Thierry Giet condamne fermement les événements Le président du PS Thierry Giet et le PS Sprimont condamnent fermement les événements, peut-on lire dimanche soir dans un communiqué du parti. "Il s'agit là d'une violation flagrante et choquante de notre modèle de concertation sociale, voire de notre État de droit. Un conflit social - si dur qu'il soit - ne peut en aucun cas se régler par la violence ou l'intimidation", a indiqué Thierry Giet qui appelle de toute urgence la direction à reprendre le dialogue avec les travailleurs.

Le PS Sprimont condamne également fermement le recours à de telles méthodes, qui portent atteinte aux relations sociales et à la démocratie en général.

L'UWE "condamnera toujours tout acte de violence, d'où qu'il vienne"

L'Union wallonne des Entreprises (UWE) "condamne et condamnera toujours tout acte de violence d'où qu'il vienne", a-t-elle réagi lundi. "L'UWE est d'accord avec les leaders syndicaux pour dire que nous vivons dans un État de droit et que la loi doit être respectée par tous et en toutes circonstances", ajoute-t-elle en s'étonnant toutefois de la réaction du monde politique.

"Les autorités sont toujours promptes à stigmatiser un entrepreneur, mais nous attendons toujours le premier mot de condamnation de la séquestration illégale de la direction en milieu de semaine dernière. Condamnation que nous attendons toujours bien sûr aussi du côté syndical", souligne ainsi l'Union wallonne des Entreprises.

"À défaut de réaction contre ces séquestrations, on peut craindre une escalade dans les actions musclées, comme les faits de ce dimanche l'ont prouvé", conclut l'UWE.

Les métallos de la FGTB dénoncent des pratiques "au fumet fascisant"

La MWB-FGTB "dénonce avec force des pratiques au fumet fascisant, qui constituent une agression flagrante contre le monde du travail et remettent gravement en cause les fondements mêmes de notre démocratie", a-t-elle déclaré lundi dans un communiqué.

"La MWB-FGTB s'étonne de n'avoir vu aucune interpellation ni administrative, ni judiciaire à l'encontre d'individus armés et caparaçonnés", poursuit le syndicat qui "exige qu'au plus vite les représentants patronaux les rejoignent sereinement à la table des négociations".

Lundi peu avant midi, une réunion au Palais de Justice de Liège, réunissant l'auditeur du travail, les syndicats et des représentants de la direction, était toujours en cours. Une autre rencontre entre partenaires sociaux devrait être organisée dans l'après-midi, a indiqué Fabrice Jacquemart, responsable de la communication à la FGTB Métal pour la région de Liège.

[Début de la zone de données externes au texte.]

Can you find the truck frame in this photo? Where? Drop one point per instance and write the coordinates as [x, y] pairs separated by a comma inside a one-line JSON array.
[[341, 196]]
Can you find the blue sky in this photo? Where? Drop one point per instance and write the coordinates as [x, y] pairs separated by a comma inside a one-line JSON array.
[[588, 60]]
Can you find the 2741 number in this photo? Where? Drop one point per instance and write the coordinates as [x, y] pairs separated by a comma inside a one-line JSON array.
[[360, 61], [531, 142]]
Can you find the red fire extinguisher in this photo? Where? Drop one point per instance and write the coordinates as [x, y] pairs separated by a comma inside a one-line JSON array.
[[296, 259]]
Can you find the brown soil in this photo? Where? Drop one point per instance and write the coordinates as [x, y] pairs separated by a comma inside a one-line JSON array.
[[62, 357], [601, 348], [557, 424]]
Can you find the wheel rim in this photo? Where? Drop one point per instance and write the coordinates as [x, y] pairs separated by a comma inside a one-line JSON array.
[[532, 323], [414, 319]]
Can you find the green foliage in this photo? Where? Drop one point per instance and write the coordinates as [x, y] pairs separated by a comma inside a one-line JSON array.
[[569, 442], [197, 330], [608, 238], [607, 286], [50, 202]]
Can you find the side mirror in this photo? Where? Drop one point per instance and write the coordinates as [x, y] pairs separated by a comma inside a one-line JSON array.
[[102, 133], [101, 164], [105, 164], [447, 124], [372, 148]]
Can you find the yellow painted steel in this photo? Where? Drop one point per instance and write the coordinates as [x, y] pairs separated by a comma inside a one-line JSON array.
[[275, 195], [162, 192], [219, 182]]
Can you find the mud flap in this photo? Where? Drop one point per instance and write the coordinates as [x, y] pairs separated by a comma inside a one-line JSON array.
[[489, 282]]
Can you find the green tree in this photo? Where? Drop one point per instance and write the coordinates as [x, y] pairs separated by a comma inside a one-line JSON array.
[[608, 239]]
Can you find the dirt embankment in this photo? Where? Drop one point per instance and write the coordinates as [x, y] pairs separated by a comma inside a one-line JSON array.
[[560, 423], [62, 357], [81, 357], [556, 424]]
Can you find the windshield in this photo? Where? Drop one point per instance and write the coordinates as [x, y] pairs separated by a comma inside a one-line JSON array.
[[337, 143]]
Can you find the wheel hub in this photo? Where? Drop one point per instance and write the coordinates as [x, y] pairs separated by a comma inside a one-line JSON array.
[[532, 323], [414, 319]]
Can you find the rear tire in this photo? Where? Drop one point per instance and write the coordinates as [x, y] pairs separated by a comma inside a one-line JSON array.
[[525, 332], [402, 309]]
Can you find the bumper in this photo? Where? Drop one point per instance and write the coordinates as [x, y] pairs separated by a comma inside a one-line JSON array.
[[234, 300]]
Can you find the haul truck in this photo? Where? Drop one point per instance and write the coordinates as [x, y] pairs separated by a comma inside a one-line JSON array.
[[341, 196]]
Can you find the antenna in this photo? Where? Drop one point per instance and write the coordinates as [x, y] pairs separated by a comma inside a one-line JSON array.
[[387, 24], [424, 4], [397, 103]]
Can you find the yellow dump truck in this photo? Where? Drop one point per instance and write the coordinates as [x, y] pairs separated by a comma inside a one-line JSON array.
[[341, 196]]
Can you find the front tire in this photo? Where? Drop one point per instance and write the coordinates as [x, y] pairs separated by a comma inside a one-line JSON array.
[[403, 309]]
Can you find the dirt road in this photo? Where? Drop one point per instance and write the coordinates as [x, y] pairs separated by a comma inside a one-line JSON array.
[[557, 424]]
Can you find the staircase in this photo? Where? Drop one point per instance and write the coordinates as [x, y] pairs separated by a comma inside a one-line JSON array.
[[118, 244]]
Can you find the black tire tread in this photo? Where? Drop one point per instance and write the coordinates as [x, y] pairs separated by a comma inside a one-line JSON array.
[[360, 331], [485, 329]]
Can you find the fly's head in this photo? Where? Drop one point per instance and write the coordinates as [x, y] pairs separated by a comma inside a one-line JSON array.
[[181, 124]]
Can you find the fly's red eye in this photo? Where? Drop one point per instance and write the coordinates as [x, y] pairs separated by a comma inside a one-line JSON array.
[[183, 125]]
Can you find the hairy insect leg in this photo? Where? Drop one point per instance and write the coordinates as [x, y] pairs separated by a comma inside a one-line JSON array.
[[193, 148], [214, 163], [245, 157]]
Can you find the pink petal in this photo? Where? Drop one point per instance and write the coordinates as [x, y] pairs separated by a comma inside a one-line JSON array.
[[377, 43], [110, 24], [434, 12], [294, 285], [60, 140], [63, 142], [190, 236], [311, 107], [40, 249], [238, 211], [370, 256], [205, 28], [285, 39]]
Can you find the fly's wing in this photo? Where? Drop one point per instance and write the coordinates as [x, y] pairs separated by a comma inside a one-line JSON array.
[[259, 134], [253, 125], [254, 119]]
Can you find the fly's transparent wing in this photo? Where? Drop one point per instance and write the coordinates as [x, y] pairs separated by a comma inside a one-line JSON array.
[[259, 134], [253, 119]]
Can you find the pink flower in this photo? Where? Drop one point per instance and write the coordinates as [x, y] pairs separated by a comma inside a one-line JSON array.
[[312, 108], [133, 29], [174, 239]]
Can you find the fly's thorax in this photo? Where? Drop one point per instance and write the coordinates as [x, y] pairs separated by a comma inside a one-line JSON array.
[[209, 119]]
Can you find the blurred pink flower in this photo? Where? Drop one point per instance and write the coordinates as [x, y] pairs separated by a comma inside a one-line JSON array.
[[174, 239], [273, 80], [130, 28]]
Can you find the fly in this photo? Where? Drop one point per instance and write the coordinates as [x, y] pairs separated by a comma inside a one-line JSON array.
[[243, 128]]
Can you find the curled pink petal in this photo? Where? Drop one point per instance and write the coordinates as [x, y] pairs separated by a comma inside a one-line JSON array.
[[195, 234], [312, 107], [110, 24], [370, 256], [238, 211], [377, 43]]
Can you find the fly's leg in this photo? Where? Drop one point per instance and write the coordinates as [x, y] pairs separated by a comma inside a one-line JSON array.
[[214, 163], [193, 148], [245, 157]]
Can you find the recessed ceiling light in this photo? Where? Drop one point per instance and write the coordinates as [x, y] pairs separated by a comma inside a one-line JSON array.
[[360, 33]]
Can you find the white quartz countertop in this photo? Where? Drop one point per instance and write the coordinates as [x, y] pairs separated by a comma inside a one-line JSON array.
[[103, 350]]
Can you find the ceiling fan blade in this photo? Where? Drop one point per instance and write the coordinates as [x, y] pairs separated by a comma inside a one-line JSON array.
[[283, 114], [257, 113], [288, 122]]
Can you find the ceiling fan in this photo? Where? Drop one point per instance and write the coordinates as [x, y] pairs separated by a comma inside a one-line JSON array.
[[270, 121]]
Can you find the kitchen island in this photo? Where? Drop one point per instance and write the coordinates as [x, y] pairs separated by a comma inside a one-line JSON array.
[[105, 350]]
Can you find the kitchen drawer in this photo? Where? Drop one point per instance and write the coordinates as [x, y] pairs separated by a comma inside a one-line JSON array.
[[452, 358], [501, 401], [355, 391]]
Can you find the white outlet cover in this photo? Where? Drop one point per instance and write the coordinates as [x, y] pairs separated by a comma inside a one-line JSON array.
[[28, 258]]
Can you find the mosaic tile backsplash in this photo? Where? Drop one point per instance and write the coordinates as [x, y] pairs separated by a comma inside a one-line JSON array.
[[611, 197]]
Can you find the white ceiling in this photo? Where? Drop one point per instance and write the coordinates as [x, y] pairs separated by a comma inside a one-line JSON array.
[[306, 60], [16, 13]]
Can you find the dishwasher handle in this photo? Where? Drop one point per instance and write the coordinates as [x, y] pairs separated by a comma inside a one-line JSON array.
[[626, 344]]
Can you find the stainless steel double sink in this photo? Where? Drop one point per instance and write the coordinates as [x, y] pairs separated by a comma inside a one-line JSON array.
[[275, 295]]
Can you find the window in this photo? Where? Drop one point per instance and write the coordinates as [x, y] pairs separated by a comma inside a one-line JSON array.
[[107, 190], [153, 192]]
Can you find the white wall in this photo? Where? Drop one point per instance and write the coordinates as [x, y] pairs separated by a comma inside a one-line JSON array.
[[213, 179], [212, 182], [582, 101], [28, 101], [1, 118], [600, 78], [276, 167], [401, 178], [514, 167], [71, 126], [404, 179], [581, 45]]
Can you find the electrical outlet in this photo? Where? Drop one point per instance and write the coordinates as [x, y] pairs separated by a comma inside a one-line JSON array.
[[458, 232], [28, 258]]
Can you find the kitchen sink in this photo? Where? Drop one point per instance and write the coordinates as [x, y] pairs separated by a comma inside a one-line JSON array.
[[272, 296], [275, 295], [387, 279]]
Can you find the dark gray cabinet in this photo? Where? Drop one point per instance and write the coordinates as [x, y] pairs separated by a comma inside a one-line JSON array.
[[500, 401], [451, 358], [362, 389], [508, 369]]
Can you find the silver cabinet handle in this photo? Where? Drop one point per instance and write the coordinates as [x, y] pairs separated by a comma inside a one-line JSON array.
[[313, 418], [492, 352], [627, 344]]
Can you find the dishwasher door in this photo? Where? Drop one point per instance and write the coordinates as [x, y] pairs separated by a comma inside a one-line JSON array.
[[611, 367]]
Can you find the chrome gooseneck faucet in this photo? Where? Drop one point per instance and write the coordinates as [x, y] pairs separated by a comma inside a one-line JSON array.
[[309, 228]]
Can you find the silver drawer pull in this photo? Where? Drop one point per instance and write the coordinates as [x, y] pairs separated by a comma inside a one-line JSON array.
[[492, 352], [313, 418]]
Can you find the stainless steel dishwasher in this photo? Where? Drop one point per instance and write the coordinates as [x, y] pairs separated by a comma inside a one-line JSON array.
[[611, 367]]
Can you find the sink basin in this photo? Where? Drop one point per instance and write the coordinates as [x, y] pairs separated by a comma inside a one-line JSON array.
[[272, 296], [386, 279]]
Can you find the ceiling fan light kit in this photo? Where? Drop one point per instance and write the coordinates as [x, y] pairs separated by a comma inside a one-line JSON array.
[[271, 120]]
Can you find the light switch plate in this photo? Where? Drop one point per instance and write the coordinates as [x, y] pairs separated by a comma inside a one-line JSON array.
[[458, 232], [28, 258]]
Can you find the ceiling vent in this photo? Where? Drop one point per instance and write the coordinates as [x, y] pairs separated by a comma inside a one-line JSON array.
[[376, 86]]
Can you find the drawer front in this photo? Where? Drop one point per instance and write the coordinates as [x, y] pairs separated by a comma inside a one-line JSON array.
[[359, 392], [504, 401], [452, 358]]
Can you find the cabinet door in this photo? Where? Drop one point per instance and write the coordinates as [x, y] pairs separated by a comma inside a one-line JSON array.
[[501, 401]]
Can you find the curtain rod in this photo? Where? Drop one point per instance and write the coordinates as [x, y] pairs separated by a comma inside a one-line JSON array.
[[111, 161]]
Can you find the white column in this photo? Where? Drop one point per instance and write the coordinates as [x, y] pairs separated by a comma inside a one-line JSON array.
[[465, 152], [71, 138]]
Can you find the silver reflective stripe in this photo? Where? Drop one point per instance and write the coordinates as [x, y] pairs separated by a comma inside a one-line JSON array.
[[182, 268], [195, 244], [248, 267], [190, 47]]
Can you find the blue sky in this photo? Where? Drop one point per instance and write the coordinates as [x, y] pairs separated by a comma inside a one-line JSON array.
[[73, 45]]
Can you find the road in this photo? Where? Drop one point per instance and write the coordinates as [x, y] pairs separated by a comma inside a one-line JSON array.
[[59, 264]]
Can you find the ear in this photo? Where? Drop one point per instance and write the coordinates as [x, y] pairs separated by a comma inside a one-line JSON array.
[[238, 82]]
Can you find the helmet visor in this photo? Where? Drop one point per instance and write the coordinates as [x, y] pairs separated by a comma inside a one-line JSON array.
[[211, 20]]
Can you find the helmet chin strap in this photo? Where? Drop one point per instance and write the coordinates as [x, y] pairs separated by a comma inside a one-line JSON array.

Écolo s'indigne d'une méthode antidémocratique

L'intervention de vigiles armés "constitue un acte d'une déloyauté jamais rencontrée dans l'histoire sociale récente de notre pays", affirme Écolo dans un communiqué. Écolo s'indigne de la méthode antidémocratique choisie par les patrons de l'entreprise.
"La gravité de l'événement à Sprimont nécessite une prise de position claire dans le chef du Gouvernement fédéral et du 1er ministre", ajoutent Zoé Genot et Éric Jadot dans un communiqué.
Écolo, par la voix de la députée Zoé Genot, interrogera la ministre de l'Emploi de Coninck ainsi que sa collègue Joelle Milquet, ministre de l'Intérieur, quant à la gestion et la signification des incidents de ce week-end. De même, le parti écologiste estime nécessaire une démarche diplomatique du Gouvernement fédéral à l'égard des autorités allemandes, afin de leur exprimer la désapprobation belge quant aux méthodes utilisées.